Les prieures de la Fougereuse ne se montrèrent pas reconnaissantes de ce qu'on avait fait pour elles. De tout temps, St-Sulpice avait présenté le curé de St-Maurice, sans rencontrer aucune opposition. En 1682, Anne Turpin de Crissé, qui gouvernait alors la communauté de la Fougereuse, ne craignit point de s'élever contre son abbesse et de lui disputer un droit qui paraissait incontestable : le 8 novembre, elle désigna comme curé de St-Maurice, le sieur Comte. Après un procès. qui dura trois ans, elle fut déboutée de ses prétentions [Note : Arch. départ. d'Ille-et-Vilaine, 2H2/72]. La querelle, qui s'était calmée pendant quelque temps, se réveilla et revêtit le caractère d'une singulière âpreté. Ecoutons le récit d'un malheureux chapelain qui s'était égaré dans le pays de la Vendée. « Dans le mois de mai 1724, désigné par l'abbesse de St-Sulpice, comme curé de St-Maurice-la-Fougereuse, je suis allé prendre possession de mon bénéfice. Arrivé là, je trouve la place occupée, un prêtre présenté par Madame la Prieure de céans m'avait supplanté. Cet ecclésiastique ne me permit pas de célébrer la messe, le jour de saint Jean-Baptiste. Je me vois obligé de l'assigner au présidial d'Angers qui reconnaît là justice de ma cause. Sur ce, mon rival signe sa démission et la remet entre les mains de Madame de la Fougereuse. Cette dernière ne perd pas de temps et désigne un autre candidat à la cure. Pendant que l'abbesse et la prieure débattent leur procès devant la cour de Paris, mon nouveau compétiteur, qui s'appelle Robert, se pourvoit contre la sentence que j'avais obtenue. Aussitôt que Madame de la Fougereuse obtient gain de cause, le sieur Robert se présente pour remplir les fonctions curiales, accompagné des sergents de Madame la Prieure, de ses domestiques, armés de fusils. Ils me font des sommations, plusieurs violences, ils saisissent mes blés sur l'aire, mes meubles. Obligé de céder à la force, je prends la fuite, à la faveur de la nuit et je me réfugie à St-Sulpice, dépouillé de tout » [Note : Arch. départ. d'Ille-et-Vilaine, 2H2, liasses non classées].
En 1726, l'abbesse de St-Sulpice faisait le raisonnement suivant, d'une logique rigoureuse.
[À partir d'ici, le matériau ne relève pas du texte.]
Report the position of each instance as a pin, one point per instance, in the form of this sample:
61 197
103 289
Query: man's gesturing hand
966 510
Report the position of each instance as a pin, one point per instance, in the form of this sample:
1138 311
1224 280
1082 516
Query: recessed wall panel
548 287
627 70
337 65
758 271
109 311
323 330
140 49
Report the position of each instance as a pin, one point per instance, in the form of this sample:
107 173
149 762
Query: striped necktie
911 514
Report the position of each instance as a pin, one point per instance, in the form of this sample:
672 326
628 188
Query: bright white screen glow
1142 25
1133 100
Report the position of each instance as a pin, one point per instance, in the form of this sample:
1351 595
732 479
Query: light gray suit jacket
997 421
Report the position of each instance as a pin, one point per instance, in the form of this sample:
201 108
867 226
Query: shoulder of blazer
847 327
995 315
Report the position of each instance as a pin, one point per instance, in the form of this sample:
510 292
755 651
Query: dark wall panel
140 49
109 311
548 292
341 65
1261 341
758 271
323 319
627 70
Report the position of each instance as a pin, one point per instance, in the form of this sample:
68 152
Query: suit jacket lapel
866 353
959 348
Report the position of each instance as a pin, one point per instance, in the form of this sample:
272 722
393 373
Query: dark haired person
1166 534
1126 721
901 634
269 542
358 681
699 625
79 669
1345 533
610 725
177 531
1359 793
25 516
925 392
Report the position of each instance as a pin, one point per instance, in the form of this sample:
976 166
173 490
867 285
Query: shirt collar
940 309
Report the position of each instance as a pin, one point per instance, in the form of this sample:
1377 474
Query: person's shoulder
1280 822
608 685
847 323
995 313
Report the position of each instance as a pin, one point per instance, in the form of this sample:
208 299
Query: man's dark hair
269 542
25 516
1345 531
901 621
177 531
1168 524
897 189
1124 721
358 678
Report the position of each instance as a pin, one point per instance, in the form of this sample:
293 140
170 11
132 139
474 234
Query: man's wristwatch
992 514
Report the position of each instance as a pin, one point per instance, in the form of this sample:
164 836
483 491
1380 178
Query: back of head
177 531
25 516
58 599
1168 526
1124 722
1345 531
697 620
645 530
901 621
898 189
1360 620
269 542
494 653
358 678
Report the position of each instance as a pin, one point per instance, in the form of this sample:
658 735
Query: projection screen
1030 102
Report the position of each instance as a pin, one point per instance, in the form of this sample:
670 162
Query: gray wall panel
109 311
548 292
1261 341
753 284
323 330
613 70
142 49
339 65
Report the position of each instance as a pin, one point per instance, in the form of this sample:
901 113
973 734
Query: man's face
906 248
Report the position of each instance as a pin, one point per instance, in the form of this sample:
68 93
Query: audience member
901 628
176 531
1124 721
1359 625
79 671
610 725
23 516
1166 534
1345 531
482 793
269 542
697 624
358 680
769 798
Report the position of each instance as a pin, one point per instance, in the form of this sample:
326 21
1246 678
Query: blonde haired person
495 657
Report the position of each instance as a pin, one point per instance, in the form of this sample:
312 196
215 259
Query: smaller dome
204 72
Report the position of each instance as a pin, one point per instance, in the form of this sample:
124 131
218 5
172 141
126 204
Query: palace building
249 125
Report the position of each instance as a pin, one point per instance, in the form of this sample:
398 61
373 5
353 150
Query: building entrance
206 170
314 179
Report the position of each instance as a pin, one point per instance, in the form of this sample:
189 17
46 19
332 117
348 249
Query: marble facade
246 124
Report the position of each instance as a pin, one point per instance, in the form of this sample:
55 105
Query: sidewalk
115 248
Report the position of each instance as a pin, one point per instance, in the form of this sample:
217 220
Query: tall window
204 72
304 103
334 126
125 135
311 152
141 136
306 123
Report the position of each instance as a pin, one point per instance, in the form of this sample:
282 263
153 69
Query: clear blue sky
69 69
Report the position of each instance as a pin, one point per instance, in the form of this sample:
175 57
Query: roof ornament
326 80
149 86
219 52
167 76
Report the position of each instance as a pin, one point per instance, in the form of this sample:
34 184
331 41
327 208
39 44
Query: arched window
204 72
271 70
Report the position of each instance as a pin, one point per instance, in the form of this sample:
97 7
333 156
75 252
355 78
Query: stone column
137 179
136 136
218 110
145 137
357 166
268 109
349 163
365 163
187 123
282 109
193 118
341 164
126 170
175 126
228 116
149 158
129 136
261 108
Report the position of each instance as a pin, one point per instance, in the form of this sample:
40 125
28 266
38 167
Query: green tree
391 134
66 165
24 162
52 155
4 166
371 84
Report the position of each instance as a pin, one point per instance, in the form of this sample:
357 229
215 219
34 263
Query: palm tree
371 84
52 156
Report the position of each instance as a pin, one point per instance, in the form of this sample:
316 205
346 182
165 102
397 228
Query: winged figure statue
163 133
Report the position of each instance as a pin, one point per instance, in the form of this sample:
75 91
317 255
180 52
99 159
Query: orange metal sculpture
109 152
Si la prieure de la Fougereuse est réellement patronne de l'église, elle l'a donc fondée, dotée. Comment a-t-elle satisfait à cette dépense, si ce n'est avec le pécule, les fruits du prieuré, dépendance de l'abbaye ? Il faut donc conclure que le patronage de St-Maurice appartient à St-Sulpice [Note : Arch. départ. d'Ille-et-Vilaine, 2H2/72].
Les religieuses de St-Sulpice durent payer les frais du procès. Se trouvant dans la détresse, elles furent obligées d'emprunter mille livres au curé de Toussaints de Rennes, leur protecteur. Elles se plaignaient très haut de cette cruelle nécessité [Note : Arch. départ. d'Ille-et-Vilaine, 2H2/72]. Ce fut un malheur irréparable pour le vénérable monastère de la Fougereuse d'avoir été, pendant près de deux siècles, la proie d'une même famille (1521-1692) qui se le passait de mains en mains, pour doter honorablement de nobles vierges lénifiant avec les revenus de l'Eglise le chagrin d'avoir été méconnues du monde. Sans respect pour deux saintes et illustres abbesses, sans égard pour la forte discipline que ces pieuses femmes avaient instituée, les prieures de la Fougereuse que nous signalons à la vindicte de l'histoire ont ébranlé par leurs intrigues une puissante réforme qui a sanctifié tant d'âmes et fait apprécier la vertu dans nombre de monastères. Le premier effet de ces luttes intestines fut la multiplication des noviciats [Note : Les abbesses de St-Sulpice revendiquèrent toujours le droit de nommer la prieure de la Fougereuse et l'exercèrent, non sans contestation, jusqu'en 1790. Archives départ. d'Ille-et-Vilaine, 2H2/69].